Wednesday, April 25, 2007

Teen Finishes University of Michigan in One Year

We read a lot these days about perpetual college students -- and college drop-out rates -- so I thought it was refreshing to see an article this morning about a young woman who enrolled at the University of Michigan in the fall and will be graduating this summer. You can read the article here.

Nicole Matisse attended high school outside Detroit, and finished up the curriculum there by her junior year. So then she took enough classes at Oakland Community College to transfer into Michigan as a junior. Rather than coast through her college experience, she then decided to double up on credits and finish up this spring. As a result, she'll be graduating with a bachelor's degree at age 19, and starting law school this fall.

Since Matisse did this all this curriculum compacting at ages 17-19, news accounts of her story feature a notable lack of teeth-gnashing about the topic. Often, children who finish college at age 19 -- because they start at age 14 or 15 -- encounter a lot of skeptical folks who wax nostalgic about their own high school and college experiences.

But there is no particular reason high school or college "should" take 4 years apiece. Indeed, there are many advantages in getting done sooner. Matisse can start her law career with more time and energy for that ladder, or she can get another degree and still be the same age as most of her peers when she starts her first job. With the scandal in student loans filling the airwaves, it should be noted that people who finish college in less time often wind up with fewer loans than people who take longer.

Unfortunately, though, I worry about how the very efficient Matisse will find law school. The first year tends to be tough, but by October or November of year two, most major law firms have hired their summer associates for the following summer. As one law firm recruiter once told me, they then give offers to just about any summer associate who doesn't drool on herself. So Matisse will find that only 1.2 years of her three-year law school program actually matter. Business school is even worse. Most firms hire their summer interns by November of the first year of B-school, then hire them permanently after the summer. That means only 2 months of the whole 2-year program matter. But perhaps this gifted young woman will find a way to introduce the concept of curriculum compacting to graduate school as well.


Anonymous said...

You seem to be assuming that the sole purpose of law school or biz school is to get hired. What happened to the idea of learning something?

Anonymous said...

Anon - sorry. As a law school graduate, I can assure you that law school is a trade school and you go there to learn a trade and get a job. B-school is more akin to a networking opportunity extended for 2 years and so even less of an emphasis is placed on learning.

In truth, Ms. Matisse will be lucky to get a job at all out of Wayne State (which is a not a well-regarded law school) let alone having recruiters fawning over her. Recruiters will pay $195,000 to anyone out of Harvard Law who doesn't drool -- you've got to be tip-top of your class (as in top-10 people, not %) to have a prayer at that type of interview and even then you can't touch the best firms.
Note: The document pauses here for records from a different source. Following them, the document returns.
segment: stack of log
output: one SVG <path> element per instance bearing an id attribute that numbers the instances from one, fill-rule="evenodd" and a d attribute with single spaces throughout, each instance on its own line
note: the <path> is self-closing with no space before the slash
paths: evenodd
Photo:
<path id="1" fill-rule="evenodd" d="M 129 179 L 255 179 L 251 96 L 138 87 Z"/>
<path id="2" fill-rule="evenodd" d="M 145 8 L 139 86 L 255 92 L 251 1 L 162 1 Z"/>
Finally, college is the best 4-5 years of your life, period. To make it any shorter for any reason other than to support your family is a DUMB decision.

Anonymous said...

No, college is the best 4-5 years of YOUR life. Not necessarily hers. This girl is an obvious prodigy, and there's plenty of reason to believe that she won't have ordinary law firm ladder-climbing aspirations when she finishes law school. After all, she'll only be as old as the average college graduate.

Anonymous said...

Some people rush through school and I wonder if they have a good reason for it.

In this case though, it seems like a good idea. Get all the high school and college done with, that way you'll be out of law school early and you won't have the same problem many professional women have today, finding themselves 35-40 years old before they're ready to have kids, and then realizing it's too late.

I finished high school early, then took 5 years in college. It was nice to take the time to take some extra classes I might not have gotten to (I took a lot of russian classes with absolutely no point other than I was interested in it!).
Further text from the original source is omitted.